Гнедая зарычала, а затем выдохнула:
– Они пообещали, что не тронут моих детей! В моем выводке родились одни воины. Но Скверны солгали, они убили их, потому что воины были им не нужны… – Она замолкла, пытаясь успокоиться. – Я решила, что должна убить королевских птенцов. Чтобы они не достались Сквернам. И я… Я убила… Я хотела отомстить Сквернам, и потому должна была отнять у них то, чего они так сильно желали. Лепесток попытался меня остановить, он не понимал. Его я тоже убила. Это и увидела Ласточка. В живых к тому моменту оставался лишь Лун. Она уволокла его прежде, чем это успели сделать владыки.

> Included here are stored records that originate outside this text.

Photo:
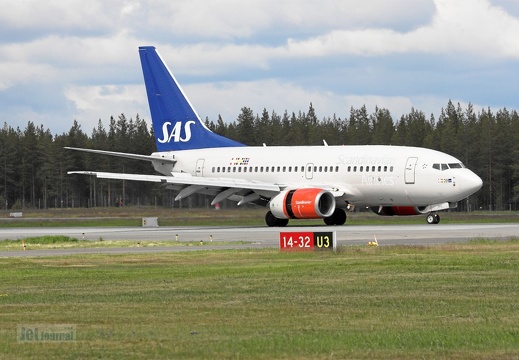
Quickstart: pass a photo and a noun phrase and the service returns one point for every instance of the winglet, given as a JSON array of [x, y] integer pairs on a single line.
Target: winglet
[[176, 124]]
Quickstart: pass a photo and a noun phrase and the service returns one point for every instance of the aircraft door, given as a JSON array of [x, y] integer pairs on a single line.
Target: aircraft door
[[199, 171], [410, 166], [309, 171]]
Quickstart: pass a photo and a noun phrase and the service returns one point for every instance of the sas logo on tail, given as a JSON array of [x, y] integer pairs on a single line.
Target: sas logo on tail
[[176, 132]]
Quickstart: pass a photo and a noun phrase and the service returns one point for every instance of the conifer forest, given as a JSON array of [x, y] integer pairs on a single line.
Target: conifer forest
[[34, 163]]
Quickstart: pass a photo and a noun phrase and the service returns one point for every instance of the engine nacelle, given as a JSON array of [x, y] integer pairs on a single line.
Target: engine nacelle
[[304, 203], [396, 210]]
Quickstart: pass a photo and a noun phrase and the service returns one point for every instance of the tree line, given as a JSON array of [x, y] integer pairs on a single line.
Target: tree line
[[34, 163]]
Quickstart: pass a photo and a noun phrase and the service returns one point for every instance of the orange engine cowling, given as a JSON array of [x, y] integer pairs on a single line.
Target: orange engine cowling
[[304, 203], [396, 210]]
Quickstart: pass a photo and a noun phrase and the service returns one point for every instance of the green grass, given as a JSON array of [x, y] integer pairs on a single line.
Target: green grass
[[61, 242], [450, 301], [132, 216]]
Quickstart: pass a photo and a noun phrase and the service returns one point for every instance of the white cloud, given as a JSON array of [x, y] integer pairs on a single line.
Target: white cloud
[[101, 102], [471, 27], [273, 54]]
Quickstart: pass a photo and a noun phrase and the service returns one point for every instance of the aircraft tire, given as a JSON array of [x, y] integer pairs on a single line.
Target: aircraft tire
[[433, 218], [272, 221], [337, 218]]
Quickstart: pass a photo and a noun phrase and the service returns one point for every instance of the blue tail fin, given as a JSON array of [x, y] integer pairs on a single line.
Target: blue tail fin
[[176, 124]]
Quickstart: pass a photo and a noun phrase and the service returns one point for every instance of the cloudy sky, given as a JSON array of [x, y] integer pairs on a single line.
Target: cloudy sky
[[66, 60]]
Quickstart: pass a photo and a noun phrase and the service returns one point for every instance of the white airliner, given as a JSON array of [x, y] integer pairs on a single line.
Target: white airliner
[[293, 182]]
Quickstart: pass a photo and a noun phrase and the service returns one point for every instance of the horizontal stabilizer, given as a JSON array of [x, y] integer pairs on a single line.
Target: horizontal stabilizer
[[126, 155]]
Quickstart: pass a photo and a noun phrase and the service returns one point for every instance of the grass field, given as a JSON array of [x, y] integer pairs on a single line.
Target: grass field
[[452, 301], [132, 216]]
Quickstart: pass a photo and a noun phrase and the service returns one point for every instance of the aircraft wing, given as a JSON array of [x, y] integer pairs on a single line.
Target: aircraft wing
[[240, 190], [224, 187]]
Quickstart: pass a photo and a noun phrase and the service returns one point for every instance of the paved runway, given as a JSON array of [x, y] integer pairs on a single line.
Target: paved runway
[[255, 237]]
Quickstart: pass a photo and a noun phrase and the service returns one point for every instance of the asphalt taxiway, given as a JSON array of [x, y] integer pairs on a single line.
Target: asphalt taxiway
[[212, 238]]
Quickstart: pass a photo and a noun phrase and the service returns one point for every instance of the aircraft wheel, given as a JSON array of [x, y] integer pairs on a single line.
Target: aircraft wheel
[[271, 220], [433, 219], [340, 216], [337, 218], [436, 218]]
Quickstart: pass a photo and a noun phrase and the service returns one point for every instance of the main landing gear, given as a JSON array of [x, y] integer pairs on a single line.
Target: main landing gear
[[271, 220], [433, 218], [338, 218]]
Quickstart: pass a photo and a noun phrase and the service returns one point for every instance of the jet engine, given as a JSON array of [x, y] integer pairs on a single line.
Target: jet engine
[[304, 203]]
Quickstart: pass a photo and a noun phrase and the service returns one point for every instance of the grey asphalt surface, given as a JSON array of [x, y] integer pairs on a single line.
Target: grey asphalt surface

Селадонна повернулась к Луну.
– Ты это видел?
Лун помотал головой. Он чувствовал внутри такую пустоту, что даже не мог порадоваться победе.
– Я не помню.
На лице Гнедой бушевали отчаяние и ярость. Она уставилась на Луна, и ее губы скривились в немом оскале.
– Ты сказал, что помнишь.
– Я тоже хорошо умею лгать, – отозвался он.
Пушинка переменилась и бросилась вперед. Лун успел подумать, что Гнедой конец, но Малахита вдруг вскочила на ноги и очутилась прямо в центре комнаты. Она без труда поймала Пушинку за талию, не обращая внимания на шипы и выпущенные когти арборы. Рык Пушинки превратился в яростный крик:
– Я убью ее! Дай мне убить ее!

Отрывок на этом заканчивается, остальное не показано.